Il saggio di Grignani e Mazzarello – anche facendo ricorso a materiali non presenti nell’archivio epistolare del Lombroso Project – ricostruisce i rapporti di simpatia e curiosità germogliati fra Lombroso e Dossi non solo a partire dalle lettere che si sono scambiati ma anche cercando di individuare l’humus comune su cui ha potuto nascere la loro reciprocità. Dossi, che lamentava la propria sofferenza continua nello scrivere e la perenne incapacità di portare a termine i grandi progetti che delineava, poteva riconoscere non senza compiacimento parte dei propri tratti nel Genio e follia dell’alienista. E Lombroso sicuramente non faticava a riconoscere in Dossi qualcosa degli psicotipi eccentrici: “Individui che hanno una tendenza continua a movimenti energici e disordinati, ad azioni bizzarre e contradittorie, incapaci di resistere all’impeto delle lor passioni; tormentatori di sé e degli altri – eccessivisti in politica ed in religione; scrittori facili, ma paradossali; di un’attività febbrile, seguita da grande depressione; con tendenza alla venere, agli alcolici, al tabacco; facili alle antipatie ed agli odj senza causa; vanitosi, iracondi, pessimi in famiglia, buoni fuori di casa e fuori d’ufficio”. Lombroso suggeriva a Dossi di leggere il diario creativo tenuto dai suoi pazienti nel manicomio di Pesaro, “ove scrivono gli alienati con versi degni di Dante”; Dossi ricambiava con tentativi di diagrammi statistici relativi alle proprie funzioni psicofisiche, che saranno “l’embrione di un’autostatìstica, o per dirla all’italica, di un’intima ragioneria del cèrebro”; è ciò che passerà poi sotto il titolo, immancabilmente accentato, di Autodiàgnosi.
Ed è straordinario vedere oggi ricostruita con tanta attenzione l’influenza vicendevole che esercitano l’uno sull’altro due emarginati della cultura dell’epoca, riconoscendosi in fin dei conti figure speculari: l’alienista entusiasta fino allo squilibrio e l’autore scapigliato lucidissimo nell’analizzarsi e nel concludere che “oggi in cui i medici fanno da letterati, è permesso, pare, a un letterato di fare un po’ il medico”.
Al saggio dei due autori ghisleriani, Paolo Di Stefano ha dedicato un approfondito articolo sul Corriere della Sera e Roberto Carnero una recensione su Avvenire.
Maria Antonietta Grignani, ghisleriana dal 1966, è stata Professore ordinario di Letteratura italiana contemporanea, di Storia della lingua italiana e di Linguistica italiana presso l’Università degli studi di Pavia, dove ha diretto il Centro di ricerca sulla tradizione manoscritta di autori moderni e contemporanei. Fra le sue numerose pubblicazioni, ricordiamo Retoriche pirandelliane (Liguori, 1993), Montale e il canone poetico del Novecento (con Romano Luperini, Laterza, 1998), La costanza della ragione. Soggetto, oggetto e testualità nella poesia italiana del Novecento (Interlinea, 2002), Novecento plurale. Scrittori e lingua (Liguori, 2007) e Una mappa cangiante. Studi su lingua e stile di autori italiani contemporanei (Pacini, 2017).

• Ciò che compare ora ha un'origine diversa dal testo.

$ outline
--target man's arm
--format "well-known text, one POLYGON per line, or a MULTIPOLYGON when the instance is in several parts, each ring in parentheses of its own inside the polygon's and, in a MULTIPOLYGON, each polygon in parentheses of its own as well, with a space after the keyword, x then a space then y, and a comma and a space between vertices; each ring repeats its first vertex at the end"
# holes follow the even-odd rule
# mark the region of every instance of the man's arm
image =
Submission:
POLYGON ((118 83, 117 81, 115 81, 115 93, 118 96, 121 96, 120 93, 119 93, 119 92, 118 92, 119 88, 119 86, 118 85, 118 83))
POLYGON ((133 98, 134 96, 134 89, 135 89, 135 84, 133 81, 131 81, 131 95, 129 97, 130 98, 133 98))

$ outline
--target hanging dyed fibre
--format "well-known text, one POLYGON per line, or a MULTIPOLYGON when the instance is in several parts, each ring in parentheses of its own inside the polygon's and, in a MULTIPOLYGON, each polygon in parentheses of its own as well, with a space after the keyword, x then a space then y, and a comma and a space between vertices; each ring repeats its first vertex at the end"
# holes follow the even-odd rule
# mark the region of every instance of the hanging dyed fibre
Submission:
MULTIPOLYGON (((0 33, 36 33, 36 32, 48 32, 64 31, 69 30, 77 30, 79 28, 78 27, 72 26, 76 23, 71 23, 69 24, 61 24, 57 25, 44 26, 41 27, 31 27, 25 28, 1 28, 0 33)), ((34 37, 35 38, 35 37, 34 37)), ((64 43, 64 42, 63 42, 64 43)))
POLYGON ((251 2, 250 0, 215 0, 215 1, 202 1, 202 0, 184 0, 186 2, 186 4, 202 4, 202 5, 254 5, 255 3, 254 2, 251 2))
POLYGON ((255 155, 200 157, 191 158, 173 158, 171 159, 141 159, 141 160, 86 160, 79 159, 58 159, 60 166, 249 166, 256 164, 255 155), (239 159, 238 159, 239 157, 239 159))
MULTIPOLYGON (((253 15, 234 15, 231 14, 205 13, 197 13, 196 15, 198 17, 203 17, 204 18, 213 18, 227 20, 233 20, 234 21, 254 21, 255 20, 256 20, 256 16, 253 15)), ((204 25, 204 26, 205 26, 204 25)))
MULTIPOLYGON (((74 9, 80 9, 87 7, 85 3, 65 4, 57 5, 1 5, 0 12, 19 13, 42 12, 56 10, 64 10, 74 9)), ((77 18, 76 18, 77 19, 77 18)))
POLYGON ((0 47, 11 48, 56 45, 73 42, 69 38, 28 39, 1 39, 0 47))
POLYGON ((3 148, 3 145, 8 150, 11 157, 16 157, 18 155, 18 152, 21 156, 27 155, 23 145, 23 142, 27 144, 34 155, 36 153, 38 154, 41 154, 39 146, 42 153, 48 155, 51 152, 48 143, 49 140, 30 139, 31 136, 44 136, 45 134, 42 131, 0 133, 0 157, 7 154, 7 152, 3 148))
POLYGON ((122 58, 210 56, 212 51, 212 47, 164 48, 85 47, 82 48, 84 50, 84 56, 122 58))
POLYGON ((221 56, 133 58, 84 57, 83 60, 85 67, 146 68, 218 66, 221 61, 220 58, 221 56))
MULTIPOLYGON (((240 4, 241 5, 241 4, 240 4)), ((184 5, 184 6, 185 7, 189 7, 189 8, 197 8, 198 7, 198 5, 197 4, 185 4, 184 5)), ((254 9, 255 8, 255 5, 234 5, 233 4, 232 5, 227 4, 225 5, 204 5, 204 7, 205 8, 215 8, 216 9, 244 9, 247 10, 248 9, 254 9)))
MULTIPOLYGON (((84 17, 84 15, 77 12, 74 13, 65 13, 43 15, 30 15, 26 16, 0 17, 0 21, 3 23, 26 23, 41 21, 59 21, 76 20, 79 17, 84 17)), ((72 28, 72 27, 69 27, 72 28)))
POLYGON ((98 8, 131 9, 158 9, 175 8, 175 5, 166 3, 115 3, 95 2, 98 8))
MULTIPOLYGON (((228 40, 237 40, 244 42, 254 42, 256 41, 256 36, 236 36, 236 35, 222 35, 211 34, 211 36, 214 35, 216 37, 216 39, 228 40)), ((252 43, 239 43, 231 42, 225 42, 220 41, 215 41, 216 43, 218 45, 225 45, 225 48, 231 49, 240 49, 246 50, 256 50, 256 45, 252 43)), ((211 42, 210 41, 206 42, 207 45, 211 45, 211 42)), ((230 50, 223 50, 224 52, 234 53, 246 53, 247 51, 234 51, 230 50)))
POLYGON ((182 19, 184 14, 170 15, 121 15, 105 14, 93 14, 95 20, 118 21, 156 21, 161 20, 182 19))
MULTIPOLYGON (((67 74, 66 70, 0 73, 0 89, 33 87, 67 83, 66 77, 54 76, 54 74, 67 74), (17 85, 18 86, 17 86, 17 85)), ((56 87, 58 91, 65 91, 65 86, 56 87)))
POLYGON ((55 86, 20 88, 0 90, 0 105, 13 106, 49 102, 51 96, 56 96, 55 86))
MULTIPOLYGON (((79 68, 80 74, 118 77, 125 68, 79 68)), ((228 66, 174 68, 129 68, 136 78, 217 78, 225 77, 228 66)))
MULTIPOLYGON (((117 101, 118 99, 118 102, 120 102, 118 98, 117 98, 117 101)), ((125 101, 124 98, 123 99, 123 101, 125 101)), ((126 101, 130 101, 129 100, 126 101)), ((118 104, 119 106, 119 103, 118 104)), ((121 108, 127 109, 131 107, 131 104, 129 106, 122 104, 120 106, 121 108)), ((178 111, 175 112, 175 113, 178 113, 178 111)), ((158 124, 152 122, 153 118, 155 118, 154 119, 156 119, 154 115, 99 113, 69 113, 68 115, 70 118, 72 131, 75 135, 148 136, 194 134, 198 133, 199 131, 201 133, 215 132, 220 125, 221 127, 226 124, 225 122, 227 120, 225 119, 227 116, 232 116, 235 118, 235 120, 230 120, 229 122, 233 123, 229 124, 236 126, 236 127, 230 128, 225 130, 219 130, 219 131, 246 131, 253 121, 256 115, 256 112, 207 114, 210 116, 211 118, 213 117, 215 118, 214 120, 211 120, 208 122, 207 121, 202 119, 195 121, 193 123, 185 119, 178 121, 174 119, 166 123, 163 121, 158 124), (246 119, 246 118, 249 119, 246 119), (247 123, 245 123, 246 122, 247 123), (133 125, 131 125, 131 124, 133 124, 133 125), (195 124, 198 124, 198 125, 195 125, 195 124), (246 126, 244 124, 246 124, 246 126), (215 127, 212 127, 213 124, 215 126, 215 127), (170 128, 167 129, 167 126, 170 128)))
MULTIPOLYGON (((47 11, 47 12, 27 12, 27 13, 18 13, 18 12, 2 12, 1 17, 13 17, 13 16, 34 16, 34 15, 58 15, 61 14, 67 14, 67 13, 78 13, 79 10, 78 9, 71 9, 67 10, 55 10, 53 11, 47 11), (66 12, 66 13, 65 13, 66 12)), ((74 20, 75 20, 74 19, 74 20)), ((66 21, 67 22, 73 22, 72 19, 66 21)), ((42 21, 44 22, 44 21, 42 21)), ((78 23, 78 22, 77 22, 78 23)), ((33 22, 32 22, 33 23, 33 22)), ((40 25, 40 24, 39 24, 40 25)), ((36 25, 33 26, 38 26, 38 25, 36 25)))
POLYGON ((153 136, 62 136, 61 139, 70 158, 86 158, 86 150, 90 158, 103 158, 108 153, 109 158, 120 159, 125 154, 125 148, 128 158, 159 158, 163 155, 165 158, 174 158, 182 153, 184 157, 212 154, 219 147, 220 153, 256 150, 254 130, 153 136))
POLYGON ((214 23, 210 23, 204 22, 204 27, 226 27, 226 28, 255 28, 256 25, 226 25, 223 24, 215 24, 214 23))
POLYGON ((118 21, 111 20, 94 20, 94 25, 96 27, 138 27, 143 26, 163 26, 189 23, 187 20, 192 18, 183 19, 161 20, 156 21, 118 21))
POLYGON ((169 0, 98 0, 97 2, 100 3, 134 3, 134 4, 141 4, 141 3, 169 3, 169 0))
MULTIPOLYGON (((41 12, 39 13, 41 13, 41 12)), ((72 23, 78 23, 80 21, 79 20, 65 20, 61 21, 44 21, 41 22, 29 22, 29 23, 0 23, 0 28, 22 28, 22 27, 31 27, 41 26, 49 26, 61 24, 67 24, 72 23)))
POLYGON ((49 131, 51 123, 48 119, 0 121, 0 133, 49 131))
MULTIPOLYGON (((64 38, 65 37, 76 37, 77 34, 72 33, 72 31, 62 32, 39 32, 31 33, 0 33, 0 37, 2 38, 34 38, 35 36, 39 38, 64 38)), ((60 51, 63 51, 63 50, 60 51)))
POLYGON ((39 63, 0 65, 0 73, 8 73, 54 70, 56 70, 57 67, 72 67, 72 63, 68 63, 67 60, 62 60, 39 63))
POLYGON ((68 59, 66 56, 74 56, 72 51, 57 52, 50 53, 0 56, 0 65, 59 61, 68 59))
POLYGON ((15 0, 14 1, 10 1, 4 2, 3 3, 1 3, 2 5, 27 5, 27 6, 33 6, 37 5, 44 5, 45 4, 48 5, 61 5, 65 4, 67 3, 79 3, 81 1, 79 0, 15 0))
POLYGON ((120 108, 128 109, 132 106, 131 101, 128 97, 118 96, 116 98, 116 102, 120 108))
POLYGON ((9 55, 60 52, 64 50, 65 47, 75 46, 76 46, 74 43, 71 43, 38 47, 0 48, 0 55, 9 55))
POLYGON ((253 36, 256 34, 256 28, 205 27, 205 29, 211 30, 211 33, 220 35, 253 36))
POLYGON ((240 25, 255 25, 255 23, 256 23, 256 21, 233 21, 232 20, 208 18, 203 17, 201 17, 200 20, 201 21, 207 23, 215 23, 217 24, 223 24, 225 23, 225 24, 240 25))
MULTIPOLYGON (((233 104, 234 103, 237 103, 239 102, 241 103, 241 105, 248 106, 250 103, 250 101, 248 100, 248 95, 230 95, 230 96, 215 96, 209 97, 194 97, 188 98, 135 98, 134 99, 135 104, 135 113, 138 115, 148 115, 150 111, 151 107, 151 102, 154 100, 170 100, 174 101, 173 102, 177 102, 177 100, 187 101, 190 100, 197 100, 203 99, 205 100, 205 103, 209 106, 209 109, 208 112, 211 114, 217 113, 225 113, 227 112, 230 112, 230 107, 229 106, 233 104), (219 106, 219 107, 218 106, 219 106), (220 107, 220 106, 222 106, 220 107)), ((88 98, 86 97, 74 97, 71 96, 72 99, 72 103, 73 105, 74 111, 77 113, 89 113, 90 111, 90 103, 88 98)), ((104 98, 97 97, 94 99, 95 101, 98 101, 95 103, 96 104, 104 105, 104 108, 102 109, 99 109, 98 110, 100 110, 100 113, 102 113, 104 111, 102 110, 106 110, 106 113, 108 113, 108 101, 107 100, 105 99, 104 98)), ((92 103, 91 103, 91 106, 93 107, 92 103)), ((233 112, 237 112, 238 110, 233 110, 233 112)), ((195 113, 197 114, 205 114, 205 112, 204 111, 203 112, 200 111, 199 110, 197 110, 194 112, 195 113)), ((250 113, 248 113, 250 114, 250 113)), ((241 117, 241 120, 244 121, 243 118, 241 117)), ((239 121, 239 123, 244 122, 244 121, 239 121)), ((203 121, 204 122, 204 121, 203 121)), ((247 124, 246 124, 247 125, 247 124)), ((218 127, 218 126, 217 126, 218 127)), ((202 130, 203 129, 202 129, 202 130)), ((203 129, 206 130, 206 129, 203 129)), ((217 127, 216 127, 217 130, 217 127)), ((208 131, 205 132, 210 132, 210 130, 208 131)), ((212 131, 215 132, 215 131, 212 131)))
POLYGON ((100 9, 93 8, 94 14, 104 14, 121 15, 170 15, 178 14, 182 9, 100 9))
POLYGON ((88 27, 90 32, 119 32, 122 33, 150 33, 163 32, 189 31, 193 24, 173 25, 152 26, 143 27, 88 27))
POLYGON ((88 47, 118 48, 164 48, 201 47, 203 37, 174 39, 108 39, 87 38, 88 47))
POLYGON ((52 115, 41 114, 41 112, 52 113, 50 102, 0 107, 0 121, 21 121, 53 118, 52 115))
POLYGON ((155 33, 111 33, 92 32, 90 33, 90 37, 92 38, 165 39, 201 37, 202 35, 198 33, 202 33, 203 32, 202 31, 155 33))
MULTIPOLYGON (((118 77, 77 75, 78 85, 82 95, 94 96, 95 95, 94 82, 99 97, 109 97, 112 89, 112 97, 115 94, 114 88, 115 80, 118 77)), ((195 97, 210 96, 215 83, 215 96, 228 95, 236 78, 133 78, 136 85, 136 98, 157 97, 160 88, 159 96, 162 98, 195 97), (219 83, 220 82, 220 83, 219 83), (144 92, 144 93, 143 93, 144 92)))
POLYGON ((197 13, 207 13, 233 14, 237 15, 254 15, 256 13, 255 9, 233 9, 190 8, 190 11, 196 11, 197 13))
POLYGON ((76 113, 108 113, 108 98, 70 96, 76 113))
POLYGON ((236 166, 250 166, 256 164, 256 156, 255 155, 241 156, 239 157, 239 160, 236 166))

Paolo Mazzarello, ghisleriano dal 1974, è Professore ordinario di Storia della Medicina presso l’Università degli Studi di Pavia. Fra i suoi libri, ricordiamo L’inferno sulla vetta(Bompiani, 2019), Il Nobel dimenticato. La vita e la scienza di Camillo Golgi (Bollati Boringhieri, 2006, ristampato nel 2019 e tradotto in inglese nel 2010 per la Oxford University Press), Il professore e la cantante. La grande storia d’amore di Alessandro Volta(Bollati Boringhieri, 2006, ristampato da Bompiani nel 2020), Il morbo di Violetta. Carlo Forlanini e la prima vittoria sulla tubercolosi (Fiorina, 2018) e L’elefante di Napoleone. Un animale che voleva essere libero(Bompiani, 2017). Una selezione dei suoi saggi accademici è disponibile online. Dirige il Sistema Museale di Ateneo di Pavia. È membro dell’Istituto Lombardo e dell’Accademia Europaea, e consigliere del Comitato Direttivo dell’Associazione Alunni del Collegio Ghislieri.